District Attorneys Launch Investigation Into Secretary of State Office Voting System Passwords Leak

The general election is over, but the fallout over the Colorado Secretary of State's Office leaking voting system passwords has just begun.

The Denver District Attorney’s Office is actively investigating the password leak with assistance from the 4th Judicial District Attorney in El Paso County, that office announced on Friday, November 8. Officials believe the leak originated in Secretary of State Jena Griswold's Denver-based office, but it involved current passwords for voting equipment in 34 Colorado counties, including El Paso.

The investigation announcement comes four days after the DA's office received two affidavits alleging that the incident violated Colorado law regarding accessing and tampering with voting equipment.

"We will cooperate with [Denver's] investigation and provide resources as needed," says Kate Singh, spokesperson for the 4th Judicial DA's Office. "This office will review the investigation conducted by the Denver DA’s Office to determine if further investigation should be conducted, and which office is best suited to complete any additional investigation."

For four months, hundreds of passwords for voting equipment were exposed on the Secretary of State's website, on an easily accessible hidden tab of a public spreadsheet.

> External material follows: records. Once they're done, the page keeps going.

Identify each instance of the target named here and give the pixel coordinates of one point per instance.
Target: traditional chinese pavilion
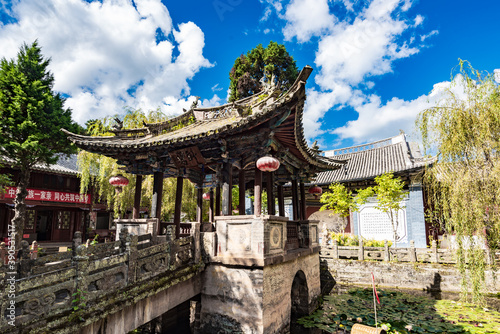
(263, 270)
(219, 146)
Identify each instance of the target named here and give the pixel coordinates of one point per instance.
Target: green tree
(464, 184)
(32, 115)
(95, 171)
(270, 63)
(388, 191)
(390, 195)
(4, 181)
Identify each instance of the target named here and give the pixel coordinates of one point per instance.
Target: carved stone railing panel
(99, 251)
(292, 235)
(97, 273)
(374, 253)
(152, 265)
(46, 279)
(410, 254)
(105, 282)
(41, 302)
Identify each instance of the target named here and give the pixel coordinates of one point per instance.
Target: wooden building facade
(55, 209)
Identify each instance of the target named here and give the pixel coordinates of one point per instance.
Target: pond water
(402, 310)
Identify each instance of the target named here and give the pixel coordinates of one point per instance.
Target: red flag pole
(375, 295)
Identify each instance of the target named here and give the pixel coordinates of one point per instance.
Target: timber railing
(63, 285)
(386, 253)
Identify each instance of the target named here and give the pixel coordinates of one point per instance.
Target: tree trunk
(20, 206)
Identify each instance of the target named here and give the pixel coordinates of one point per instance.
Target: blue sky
(377, 64)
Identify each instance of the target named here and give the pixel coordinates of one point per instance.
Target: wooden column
(217, 200)
(295, 200)
(211, 208)
(199, 204)
(137, 196)
(271, 208)
(303, 206)
(281, 201)
(227, 186)
(257, 191)
(178, 206)
(241, 186)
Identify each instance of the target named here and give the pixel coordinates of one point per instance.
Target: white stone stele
(375, 224)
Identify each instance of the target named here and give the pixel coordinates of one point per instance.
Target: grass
(401, 312)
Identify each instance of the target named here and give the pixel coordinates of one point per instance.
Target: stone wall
(277, 289)
(420, 276)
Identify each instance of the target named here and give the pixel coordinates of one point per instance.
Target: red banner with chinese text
(49, 195)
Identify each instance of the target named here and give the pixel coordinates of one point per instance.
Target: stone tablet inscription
(375, 224)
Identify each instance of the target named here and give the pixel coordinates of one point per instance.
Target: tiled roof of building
(199, 126)
(370, 160)
(65, 165)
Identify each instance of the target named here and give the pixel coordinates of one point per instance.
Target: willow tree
(389, 192)
(95, 171)
(464, 184)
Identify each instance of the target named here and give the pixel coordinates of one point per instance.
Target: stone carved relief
(275, 237)
(183, 257)
(238, 238)
(153, 266)
(109, 282)
(41, 305)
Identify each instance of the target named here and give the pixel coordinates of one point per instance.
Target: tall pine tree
(31, 116)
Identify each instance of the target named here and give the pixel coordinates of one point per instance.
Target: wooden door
(62, 224)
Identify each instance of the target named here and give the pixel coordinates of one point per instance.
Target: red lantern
(118, 182)
(315, 191)
(268, 164)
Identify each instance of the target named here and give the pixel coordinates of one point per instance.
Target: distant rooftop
(367, 161)
(65, 165)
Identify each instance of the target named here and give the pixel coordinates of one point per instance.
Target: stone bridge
(254, 275)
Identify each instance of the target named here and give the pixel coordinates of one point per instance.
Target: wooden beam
(257, 191)
(157, 196)
(199, 204)
(281, 201)
(137, 196)
(227, 187)
(241, 186)
(211, 208)
(178, 206)
(295, 200)
(271, 209)
(302, 201)
(217, 200)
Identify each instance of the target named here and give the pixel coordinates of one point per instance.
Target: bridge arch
(299, 299)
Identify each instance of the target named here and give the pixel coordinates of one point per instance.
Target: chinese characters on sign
(49, 195)
(375, 224)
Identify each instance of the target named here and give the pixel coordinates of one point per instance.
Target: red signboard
(50, 195)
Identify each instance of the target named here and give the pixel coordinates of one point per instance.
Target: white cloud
(432, 33)
(352, 52)
(307, 18)
(418, 20)
(496, 73)
(105, 55)
(377, 120)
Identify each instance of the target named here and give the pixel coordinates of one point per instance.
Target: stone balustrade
(409, 254)
(83, 284)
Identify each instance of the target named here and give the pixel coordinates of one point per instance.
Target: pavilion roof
(367, 161)
(205, 126)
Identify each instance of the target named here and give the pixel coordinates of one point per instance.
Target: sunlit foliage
(464, 185)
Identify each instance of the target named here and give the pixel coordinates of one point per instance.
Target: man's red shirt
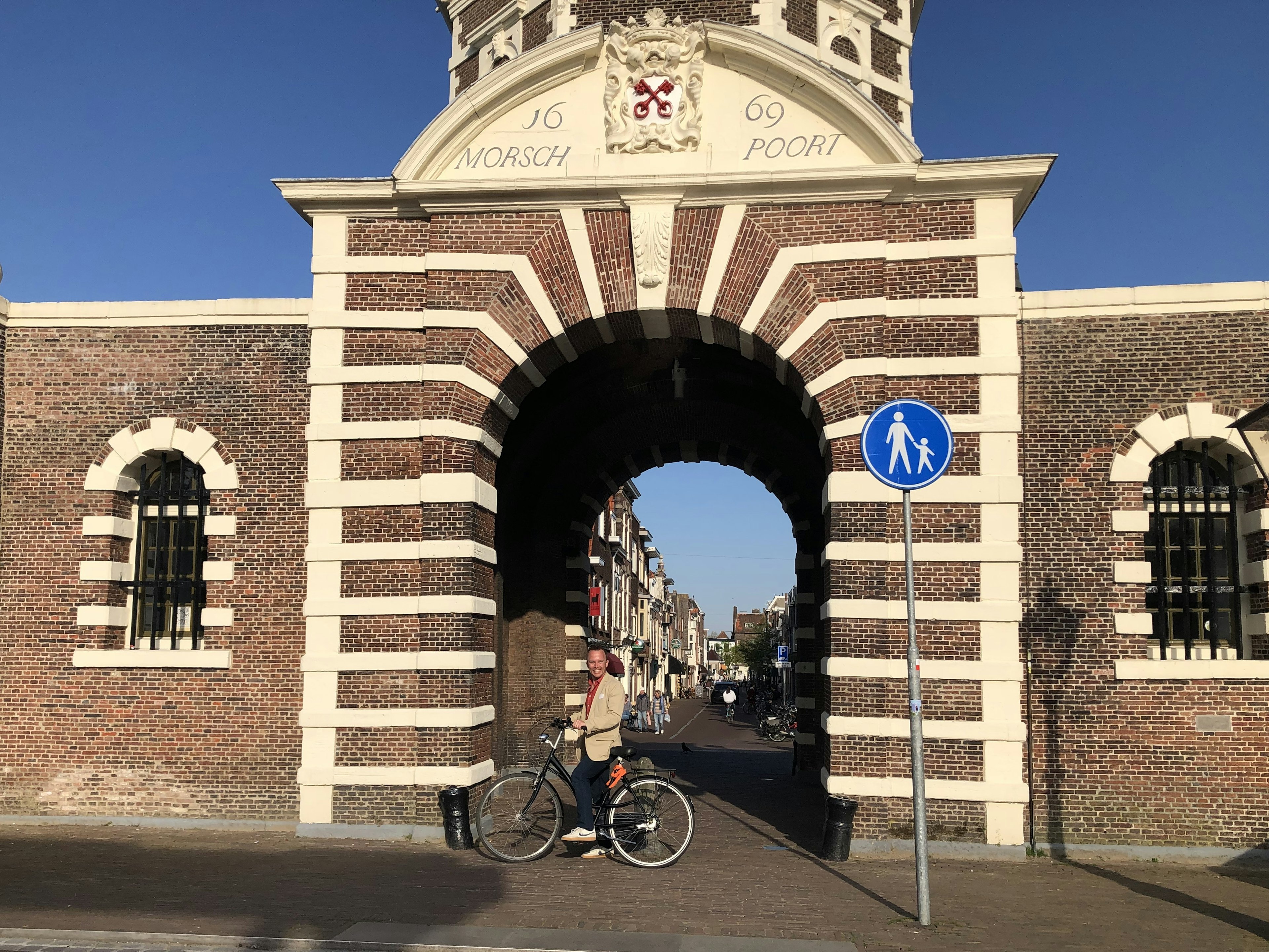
(591, 692)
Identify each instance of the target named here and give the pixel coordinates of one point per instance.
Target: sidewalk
(750, 871)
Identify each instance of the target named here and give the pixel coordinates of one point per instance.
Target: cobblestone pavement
(750, 871)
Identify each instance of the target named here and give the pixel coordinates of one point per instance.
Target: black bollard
(839, 820)
(459, 828)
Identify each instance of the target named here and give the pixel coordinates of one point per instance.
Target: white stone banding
(159, 658)
(973, 791)
(913, 367)
(935, 729)
(399, 662)
(394, 776)
(864, 488)
(896, 669)
(429, 488)
(398, 716)
(924, 552)
(400, 552)
(399, 605)
(985, 611)
(788, 258)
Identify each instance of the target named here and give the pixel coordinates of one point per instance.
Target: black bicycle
(648, 819)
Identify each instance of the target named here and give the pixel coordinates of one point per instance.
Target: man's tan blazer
(604, 725)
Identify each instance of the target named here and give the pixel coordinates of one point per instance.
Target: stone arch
(122, 451)
(1160, 432)
(564, 455)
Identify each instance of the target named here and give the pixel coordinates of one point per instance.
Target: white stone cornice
(1222, 297)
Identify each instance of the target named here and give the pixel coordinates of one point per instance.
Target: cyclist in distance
(601, 721)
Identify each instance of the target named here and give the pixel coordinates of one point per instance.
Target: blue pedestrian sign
(906, 443)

The Colorado Republican Party broke the news five days after Secretary Griswold says her office learned of the blunder, on October 24.

The revelation led to leaders of the state Republican Party demanding that Griswold resign, the Libertarian Party unsuccessfully suing to require a hand count of ballots in impacted counties, and even Democratic Governor Jared Polis calling for an independent investigation into the security breach.

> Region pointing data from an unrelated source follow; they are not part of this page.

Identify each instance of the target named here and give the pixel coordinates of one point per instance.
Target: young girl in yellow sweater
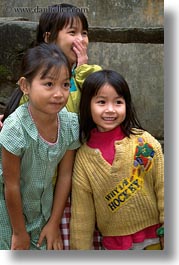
(118, 179)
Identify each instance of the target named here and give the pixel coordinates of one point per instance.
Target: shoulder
(87, 69)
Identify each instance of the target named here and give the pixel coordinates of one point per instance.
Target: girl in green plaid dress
(37, 137)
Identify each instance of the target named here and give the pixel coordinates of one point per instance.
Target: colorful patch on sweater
(129, 186)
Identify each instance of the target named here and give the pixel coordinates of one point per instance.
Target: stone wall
(125, 35)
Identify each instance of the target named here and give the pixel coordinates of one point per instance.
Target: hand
(20, 241)
(80, 48)
(1, 124)
(52, 234)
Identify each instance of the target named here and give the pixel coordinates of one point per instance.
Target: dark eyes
(49, 84)
(102, 102)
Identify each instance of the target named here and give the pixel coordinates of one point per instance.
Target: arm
(62, 189)
(11, 173)
(1, 124)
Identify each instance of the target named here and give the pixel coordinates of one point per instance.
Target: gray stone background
(125, 35)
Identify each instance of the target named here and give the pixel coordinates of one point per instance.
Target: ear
(46, 37)
(24, 85)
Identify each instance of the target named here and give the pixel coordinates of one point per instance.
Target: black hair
(44, 56)
(90, 88)
(56, 18)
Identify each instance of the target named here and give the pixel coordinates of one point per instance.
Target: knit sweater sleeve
(83, 213)
(82, 71)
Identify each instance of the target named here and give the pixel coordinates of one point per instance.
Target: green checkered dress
(39, 160)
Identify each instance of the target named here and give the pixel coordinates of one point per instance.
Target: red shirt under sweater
(104, 141)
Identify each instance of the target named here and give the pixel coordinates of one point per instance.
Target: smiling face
(108, 109)
(72, 35)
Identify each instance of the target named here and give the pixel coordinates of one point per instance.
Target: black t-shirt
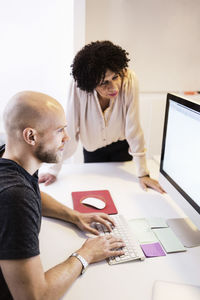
(20, 215)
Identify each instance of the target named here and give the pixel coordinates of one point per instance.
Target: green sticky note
(169, 240)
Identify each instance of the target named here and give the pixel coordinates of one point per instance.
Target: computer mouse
(94, 202)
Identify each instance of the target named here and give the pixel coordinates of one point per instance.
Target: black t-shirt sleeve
(19, 223)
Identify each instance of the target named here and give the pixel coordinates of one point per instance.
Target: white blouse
(96, 129)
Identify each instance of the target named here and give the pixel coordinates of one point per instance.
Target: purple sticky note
(153, 250)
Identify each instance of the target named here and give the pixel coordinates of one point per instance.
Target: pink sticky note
(153, 250)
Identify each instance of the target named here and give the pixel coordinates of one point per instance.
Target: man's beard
(46, 156)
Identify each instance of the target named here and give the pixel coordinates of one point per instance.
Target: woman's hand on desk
(84, 221)
(147, 181)
(47, 178)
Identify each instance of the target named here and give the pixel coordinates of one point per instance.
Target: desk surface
(133, 280)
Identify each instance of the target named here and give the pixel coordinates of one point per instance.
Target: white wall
(162, 37)
(36, 47)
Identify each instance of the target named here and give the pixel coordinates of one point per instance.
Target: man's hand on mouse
(84, 221)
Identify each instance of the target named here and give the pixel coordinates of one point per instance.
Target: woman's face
(110, 86)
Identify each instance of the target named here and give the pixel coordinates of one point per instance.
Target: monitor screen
(180, 157)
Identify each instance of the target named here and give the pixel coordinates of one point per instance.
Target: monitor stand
(186, 231)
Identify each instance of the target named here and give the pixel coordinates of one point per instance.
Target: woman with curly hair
(102, 111)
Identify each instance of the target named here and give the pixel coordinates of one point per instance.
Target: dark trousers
(115, 152)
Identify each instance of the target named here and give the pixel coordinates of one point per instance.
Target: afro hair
(93, 60)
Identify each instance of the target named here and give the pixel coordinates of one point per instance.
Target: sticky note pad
(169, 240)
(157, 222)
(142, 231)
(153, 250)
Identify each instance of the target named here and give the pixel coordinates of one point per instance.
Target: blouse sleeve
(133, 130)
(73, 120)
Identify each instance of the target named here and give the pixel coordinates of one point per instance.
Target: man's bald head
(29, 109)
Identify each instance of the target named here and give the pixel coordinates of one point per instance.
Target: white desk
(133, 280)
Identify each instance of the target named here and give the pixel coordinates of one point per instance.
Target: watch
(82, 260)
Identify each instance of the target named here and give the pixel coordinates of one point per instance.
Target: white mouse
(94, 202)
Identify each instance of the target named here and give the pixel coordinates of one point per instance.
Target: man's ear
(30, 136)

Griswold says she hired an outside law firm to look into the incident — but now an independent investigation will happen regardless. State law requires that DA's offices investigate any incident in which a person files an affidavit alleging a violation of election laws.

"I am regretful for this error," Griswold said of the password leak in a statement on November 4. "I am dedicated to making sure we address this matter fully and that mistakes of this nature never happen again.”

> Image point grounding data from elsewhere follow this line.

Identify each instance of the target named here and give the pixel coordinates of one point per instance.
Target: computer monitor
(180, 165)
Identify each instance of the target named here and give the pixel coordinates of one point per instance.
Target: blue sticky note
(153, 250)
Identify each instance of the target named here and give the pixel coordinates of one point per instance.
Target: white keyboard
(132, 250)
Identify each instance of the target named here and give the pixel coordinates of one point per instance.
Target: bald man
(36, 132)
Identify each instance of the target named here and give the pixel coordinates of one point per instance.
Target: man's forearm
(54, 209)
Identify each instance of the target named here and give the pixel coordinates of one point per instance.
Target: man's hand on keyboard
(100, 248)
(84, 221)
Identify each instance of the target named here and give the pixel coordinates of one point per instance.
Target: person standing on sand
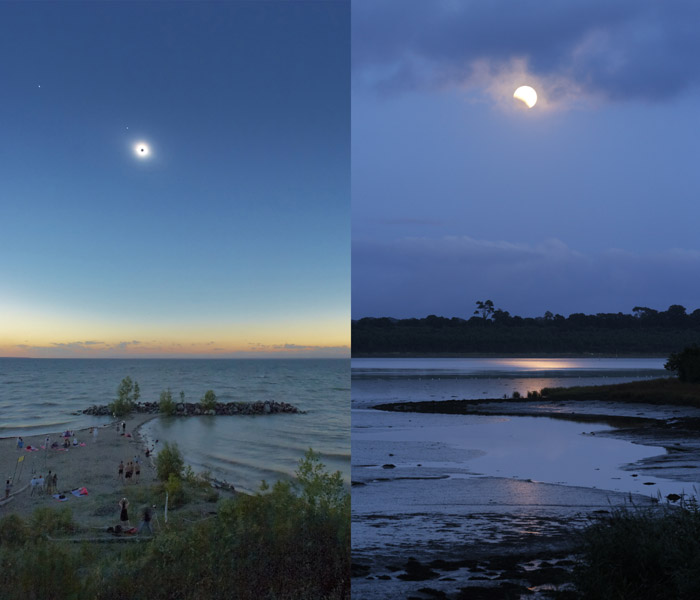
(146, 521)
(123, 512)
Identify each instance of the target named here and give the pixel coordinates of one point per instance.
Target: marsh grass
(642, 554)
(666, 390)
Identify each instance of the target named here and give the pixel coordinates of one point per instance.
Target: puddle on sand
(537, 449)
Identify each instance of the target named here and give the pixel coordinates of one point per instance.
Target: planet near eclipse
(527, 94)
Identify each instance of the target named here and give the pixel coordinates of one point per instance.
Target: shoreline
(92, 465)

According to Griswold's office, a former staff member created the spreadsheet that contained the voting system passwords in a hidden tab, which "is not in line" with the office's data security requirements. After the staff member left the office, someone else posted the spreadsheet online on June 21, seemingly unaware of the hidden passwords it contained. The spreadsheet and the passwords remained online until October 24.

Moving forward, the Secretary of State's Office says it will require additional cybersecurity training for staff, including password management.

The leak did not impact the security of Colorado's election. Two passwords are required to make changes to a voting system, according to Griswold's office; the leaked passwords accounted for only half of that pair. In addition, the passwords can only be used in person, with physical access to the voting equipment — which is mandated to be stored in secure rooms that require ID badges to access and have 24/7 video surveillance.

Denver District Court Judge Kandace Gerdes denied the Libertarian Party's hand-count lawsuit on Election Day, November 5, finding no evidence that voting system components were compromised.

Griswold has also declined to resign over the mishap, though this is far from the first time that she's found herself in hot water because of errors of her office. Only time will tell whether this latest gaffe comes with scalding legal consequences.